Christianity · Life Application · World

Religious people live longer

“The Journal of Social Psychological and Personality Science (SPPS) released a study last month demonstrating that religious people live longer.That is what Fox News reported recently. Researchers found that religiously affiliated people lived between 5.64 and 9.45 years longer than those who were not religiously affiliated.

However, there is no reason yet for Christians to be triumphant or feel vindicated. In the first place, it is good to note that this article, as well as the study, speak about ‘religion’ and not about Christian faith. Religion in the present time can be anything except outright atheism. So saying that religious people live longer, doesn’t say much yet. It is important to figure out why they live longer. In certain circumstances we could even say that some ‘religious’ people live shorter. For example, fundamentalist Muslims living in the Middle East. Many of them are tricked into sacrificing their own life for the cause of ‘Allah’, and therefore they often die young. Or, as another example, certain sects where they practise unhealthy behaviour, for instance those sects where snake-handlers believe that they are immune for snake bites.


Let’s have a closer look at this article. What is it that makes ‘religious’ people live longer? It appears that being an active part of a society is what makes a big difference. Religious people often go to church or other ‘religious’ services. A number of studies mentioned in this article show that it is that element, participating in any kind of religious service, which makes people feel less stressed, and decreases the suicide rate, as well as the rate of death through stress related illnesses.

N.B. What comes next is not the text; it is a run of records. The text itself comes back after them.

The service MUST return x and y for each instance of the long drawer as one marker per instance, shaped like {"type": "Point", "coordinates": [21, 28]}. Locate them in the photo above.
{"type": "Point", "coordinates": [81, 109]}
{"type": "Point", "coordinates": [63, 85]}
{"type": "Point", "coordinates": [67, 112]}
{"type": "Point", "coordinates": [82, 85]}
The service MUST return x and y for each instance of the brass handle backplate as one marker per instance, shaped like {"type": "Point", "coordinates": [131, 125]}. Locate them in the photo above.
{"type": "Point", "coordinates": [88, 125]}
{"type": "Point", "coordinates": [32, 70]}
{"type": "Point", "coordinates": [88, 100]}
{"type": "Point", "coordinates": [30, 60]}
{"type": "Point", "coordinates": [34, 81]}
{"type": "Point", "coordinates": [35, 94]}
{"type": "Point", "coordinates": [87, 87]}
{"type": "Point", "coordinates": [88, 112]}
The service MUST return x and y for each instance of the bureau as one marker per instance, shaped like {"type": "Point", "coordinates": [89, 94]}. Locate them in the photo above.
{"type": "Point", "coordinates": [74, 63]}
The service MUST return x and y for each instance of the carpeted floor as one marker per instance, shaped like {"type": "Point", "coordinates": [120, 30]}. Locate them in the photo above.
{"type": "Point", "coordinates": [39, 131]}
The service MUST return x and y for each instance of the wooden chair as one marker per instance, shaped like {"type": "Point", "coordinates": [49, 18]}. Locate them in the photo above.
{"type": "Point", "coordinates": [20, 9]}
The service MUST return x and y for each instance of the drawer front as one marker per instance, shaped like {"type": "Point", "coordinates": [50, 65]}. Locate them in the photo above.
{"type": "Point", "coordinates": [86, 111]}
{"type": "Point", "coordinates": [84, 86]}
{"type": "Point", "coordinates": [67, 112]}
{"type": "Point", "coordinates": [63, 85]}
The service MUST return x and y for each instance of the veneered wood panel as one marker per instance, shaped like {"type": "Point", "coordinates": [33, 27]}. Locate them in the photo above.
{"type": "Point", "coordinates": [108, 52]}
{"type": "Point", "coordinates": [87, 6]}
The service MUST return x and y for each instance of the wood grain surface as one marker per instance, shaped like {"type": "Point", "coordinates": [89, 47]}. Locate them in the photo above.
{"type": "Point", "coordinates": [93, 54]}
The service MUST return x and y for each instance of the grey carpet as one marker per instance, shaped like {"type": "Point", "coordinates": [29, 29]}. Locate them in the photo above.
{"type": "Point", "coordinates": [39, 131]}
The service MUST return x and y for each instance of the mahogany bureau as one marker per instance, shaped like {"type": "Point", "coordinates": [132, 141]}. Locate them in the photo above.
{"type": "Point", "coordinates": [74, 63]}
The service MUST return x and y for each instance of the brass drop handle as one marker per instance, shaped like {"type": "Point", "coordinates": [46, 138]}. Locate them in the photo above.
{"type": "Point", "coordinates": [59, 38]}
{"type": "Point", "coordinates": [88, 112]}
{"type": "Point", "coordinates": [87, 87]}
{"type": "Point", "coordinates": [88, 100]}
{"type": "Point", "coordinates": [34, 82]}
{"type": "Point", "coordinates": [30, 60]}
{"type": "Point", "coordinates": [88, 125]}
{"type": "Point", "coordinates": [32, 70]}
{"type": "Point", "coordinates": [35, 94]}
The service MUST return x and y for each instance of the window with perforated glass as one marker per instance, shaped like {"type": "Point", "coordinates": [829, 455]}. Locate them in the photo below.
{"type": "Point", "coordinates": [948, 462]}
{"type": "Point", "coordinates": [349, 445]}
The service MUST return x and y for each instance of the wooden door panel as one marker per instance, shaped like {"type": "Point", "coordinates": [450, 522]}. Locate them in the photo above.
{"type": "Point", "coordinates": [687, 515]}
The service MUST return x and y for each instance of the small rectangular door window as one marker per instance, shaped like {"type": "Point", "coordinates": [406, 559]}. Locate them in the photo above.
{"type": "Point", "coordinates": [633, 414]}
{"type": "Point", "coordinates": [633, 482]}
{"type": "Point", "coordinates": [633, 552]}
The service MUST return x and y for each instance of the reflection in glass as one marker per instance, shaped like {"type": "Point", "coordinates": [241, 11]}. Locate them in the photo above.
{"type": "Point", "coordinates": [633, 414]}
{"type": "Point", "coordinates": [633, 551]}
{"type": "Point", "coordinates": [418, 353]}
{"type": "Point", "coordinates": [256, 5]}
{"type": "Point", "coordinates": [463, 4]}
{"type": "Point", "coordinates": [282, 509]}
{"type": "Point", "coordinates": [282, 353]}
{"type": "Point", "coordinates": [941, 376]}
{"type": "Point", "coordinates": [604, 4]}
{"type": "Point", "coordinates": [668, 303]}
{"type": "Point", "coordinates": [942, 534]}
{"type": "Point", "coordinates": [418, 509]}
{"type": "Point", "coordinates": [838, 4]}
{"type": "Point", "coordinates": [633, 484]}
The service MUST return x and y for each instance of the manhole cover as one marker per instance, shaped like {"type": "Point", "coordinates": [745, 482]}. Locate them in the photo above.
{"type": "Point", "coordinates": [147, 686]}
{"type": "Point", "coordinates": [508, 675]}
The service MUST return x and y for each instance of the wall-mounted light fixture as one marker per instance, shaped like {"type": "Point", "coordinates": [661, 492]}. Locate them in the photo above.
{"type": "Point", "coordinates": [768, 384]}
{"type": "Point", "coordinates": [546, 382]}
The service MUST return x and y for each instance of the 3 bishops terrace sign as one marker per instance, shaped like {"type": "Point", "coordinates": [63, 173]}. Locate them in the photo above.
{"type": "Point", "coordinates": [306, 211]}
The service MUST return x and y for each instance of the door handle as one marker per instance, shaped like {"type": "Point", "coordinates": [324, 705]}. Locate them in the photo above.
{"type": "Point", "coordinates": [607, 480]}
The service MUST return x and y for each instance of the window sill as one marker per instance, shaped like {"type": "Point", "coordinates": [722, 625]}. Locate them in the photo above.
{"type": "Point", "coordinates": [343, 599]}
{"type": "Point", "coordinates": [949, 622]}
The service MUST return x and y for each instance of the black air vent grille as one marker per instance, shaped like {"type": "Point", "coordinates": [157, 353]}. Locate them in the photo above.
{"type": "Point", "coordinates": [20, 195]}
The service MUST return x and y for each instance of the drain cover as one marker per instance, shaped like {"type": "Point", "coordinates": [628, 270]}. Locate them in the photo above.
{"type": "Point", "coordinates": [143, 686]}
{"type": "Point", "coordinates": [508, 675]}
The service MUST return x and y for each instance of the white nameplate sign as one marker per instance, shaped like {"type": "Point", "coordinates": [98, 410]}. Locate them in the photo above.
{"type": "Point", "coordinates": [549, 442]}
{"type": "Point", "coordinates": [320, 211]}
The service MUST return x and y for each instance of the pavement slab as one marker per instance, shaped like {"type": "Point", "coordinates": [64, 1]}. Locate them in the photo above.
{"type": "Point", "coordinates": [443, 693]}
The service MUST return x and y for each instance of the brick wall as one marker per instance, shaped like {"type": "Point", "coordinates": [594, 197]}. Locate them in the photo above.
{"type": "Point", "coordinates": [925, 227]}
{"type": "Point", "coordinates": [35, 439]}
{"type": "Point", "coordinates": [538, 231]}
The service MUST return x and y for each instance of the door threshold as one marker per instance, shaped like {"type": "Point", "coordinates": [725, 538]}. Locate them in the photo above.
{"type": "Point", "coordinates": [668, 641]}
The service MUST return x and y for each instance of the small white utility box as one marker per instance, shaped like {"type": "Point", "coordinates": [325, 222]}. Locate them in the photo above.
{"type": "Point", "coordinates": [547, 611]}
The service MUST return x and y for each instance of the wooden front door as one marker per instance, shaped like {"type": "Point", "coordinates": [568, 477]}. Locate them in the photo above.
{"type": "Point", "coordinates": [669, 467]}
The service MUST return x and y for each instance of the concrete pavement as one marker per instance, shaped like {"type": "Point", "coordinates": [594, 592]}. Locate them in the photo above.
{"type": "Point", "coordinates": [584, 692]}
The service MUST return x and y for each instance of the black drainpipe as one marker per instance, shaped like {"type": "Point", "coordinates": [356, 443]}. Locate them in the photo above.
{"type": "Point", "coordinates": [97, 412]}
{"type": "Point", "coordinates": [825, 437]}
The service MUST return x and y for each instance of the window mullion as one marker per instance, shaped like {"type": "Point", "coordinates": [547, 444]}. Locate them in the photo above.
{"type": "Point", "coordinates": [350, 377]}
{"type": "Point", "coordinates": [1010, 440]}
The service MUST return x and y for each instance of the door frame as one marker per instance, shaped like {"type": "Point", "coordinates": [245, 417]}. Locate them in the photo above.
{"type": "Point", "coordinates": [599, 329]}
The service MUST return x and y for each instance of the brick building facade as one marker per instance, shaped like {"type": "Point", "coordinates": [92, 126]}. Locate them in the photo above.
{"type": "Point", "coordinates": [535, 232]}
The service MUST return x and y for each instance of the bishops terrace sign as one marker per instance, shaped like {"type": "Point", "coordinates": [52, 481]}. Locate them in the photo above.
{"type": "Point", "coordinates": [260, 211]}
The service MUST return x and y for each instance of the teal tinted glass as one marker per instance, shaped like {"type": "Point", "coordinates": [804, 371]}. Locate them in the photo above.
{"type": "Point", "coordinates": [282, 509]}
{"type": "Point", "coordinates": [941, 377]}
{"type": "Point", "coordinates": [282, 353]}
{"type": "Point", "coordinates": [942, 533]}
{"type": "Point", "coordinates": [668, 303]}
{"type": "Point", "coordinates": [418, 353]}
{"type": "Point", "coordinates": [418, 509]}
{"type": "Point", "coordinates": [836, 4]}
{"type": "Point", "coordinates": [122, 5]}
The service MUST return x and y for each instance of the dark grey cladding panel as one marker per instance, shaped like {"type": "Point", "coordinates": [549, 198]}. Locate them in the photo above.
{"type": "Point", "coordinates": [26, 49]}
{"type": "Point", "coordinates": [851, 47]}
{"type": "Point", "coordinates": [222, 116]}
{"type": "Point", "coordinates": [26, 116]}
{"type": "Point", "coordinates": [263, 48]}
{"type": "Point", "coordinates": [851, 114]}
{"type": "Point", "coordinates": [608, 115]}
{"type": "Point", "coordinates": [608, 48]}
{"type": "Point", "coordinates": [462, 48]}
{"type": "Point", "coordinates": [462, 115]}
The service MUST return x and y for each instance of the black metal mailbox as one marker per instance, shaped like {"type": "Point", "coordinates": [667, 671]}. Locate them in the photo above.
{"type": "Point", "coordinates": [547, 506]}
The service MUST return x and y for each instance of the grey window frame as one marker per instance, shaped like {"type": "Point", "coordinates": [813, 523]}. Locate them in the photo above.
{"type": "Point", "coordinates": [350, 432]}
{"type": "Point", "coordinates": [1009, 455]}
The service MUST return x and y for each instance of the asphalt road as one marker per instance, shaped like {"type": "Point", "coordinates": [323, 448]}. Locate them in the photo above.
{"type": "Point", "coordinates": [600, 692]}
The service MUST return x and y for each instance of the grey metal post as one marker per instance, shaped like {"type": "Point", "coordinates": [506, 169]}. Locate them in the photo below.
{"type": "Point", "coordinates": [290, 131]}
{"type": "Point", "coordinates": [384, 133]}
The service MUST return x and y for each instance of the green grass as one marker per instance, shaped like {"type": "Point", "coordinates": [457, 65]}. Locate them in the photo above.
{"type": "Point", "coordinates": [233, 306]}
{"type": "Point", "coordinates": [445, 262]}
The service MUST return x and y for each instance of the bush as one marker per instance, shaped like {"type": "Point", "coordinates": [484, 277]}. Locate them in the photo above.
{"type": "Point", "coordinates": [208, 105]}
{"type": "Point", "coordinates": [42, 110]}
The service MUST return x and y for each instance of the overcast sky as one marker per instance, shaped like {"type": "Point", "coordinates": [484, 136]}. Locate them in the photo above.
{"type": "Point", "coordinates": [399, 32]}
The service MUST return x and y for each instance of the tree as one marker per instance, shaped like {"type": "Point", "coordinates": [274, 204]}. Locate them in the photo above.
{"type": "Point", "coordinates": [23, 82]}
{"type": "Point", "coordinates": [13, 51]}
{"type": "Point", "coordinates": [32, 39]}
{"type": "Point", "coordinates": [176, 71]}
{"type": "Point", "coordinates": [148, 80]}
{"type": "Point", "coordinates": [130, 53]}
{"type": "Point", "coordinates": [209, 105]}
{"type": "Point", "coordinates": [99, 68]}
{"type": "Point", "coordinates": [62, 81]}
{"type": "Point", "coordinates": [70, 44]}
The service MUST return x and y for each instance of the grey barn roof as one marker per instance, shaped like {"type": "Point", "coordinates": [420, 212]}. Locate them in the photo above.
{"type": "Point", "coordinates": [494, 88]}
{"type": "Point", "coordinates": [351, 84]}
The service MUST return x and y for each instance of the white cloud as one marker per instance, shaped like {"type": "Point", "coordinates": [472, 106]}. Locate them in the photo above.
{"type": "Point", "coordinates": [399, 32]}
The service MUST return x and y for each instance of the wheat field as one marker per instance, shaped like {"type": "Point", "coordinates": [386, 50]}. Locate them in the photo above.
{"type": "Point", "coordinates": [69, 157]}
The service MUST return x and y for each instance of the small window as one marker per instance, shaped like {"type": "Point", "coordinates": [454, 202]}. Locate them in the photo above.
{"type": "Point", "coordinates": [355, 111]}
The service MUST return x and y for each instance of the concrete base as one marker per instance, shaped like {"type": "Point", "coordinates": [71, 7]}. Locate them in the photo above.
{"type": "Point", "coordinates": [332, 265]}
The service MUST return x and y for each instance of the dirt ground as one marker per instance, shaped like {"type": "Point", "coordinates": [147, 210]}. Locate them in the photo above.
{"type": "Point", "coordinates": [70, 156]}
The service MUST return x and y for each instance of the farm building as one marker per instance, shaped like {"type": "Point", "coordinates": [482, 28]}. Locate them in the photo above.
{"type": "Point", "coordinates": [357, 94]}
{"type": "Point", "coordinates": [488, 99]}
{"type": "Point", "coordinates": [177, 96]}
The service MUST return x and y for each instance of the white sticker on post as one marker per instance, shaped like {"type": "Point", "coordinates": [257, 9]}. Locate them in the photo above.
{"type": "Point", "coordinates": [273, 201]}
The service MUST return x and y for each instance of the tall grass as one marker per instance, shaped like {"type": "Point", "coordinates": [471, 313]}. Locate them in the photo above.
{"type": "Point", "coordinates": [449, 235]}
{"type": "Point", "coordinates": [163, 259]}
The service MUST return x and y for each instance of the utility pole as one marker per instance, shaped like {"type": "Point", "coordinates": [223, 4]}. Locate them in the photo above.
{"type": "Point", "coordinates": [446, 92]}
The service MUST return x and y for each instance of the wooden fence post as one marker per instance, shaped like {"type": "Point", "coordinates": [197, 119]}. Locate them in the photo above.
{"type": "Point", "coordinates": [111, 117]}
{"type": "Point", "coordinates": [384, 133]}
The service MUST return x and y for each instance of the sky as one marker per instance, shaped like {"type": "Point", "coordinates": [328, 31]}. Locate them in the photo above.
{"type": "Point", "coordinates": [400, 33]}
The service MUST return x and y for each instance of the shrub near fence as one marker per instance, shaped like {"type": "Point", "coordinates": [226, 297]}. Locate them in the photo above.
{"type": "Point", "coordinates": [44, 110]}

Therefore, the American Council on Science and Health even has the courage to say that you don’t have to become a nun to get these health benefits … The simple act of congregating with a like-minded community might deserve much of the credit.


A few comments must be made here.

In the first place, this shows how true it is, what the Bible says, that God created us, human beings, to live in relationships. In relationship with Him, as well as in relationship with each other. We live in a society where it is all about individualism. The big city was supposed to be about social life and community, but it has become the place for loneliness and anonymity. As Christians, we often don’t realise it, because we are part of the communion of the church. We have our contacts. But if you make the effort to reach out to your unbelieving neighbour or colleague or fellow uni student, you will soon discover that many of them don’t have many contacts, many even don’t know what it is to have dinner together, or they will greatly appreciate it if you have time to go out with them for a coffee. We as Christians have so much to offer to this world. It starts with showing them how good it is to be part of a community. Invite your neighbour or fellow student over for dinner and show to them how good it is when brothers and sisters live together in communion. This is often the best way to evangelise!

Secondly, not just every community guarantees you a longer life. In this article in Fox News, the author rightly comments that there is still a difference between a community of people who are united in one goal, and a Christian community in which we are all one because we have the same Father. It has often been said that the gay (LGBTQI…) community is such a close knit unity, because they are all fighting for a common cause. This is true, and that is the reason why they keep fighting and pushing even though they have achieved almost everything they wanted to achieve. They need a common cause to fight for or else that society will disintegrate. And that is with so many other groups. They are so often united because of a common goal or a common enemy, but once the goal has been achieved or the enemy defeated, then the feeling of communion ends. That is different with Christians.  The author, J. Warner Wallace, writes,

A common interest can bind us as friends, but a common Father binds us as family. Most of us, if raised in loving families, understand why this difference matters. Your family is more likely to love you, even when you’re occasionally unlovable. Your family is also more likely to sacrifice for you if times get tough.

I believe he is right. It is not just the simple act of socialising that is a blessing. It is more, it is the fact that we are all one as children of the Father, that we all know that we have a closer relationship with each other than just friends. Not everyone in the congregation needs to be your friend, but hey are all your brothers and sisters. You know, whether they like you or not, you are part of the congregation because you are also child of the Father.  And therefore, we will be there for each other.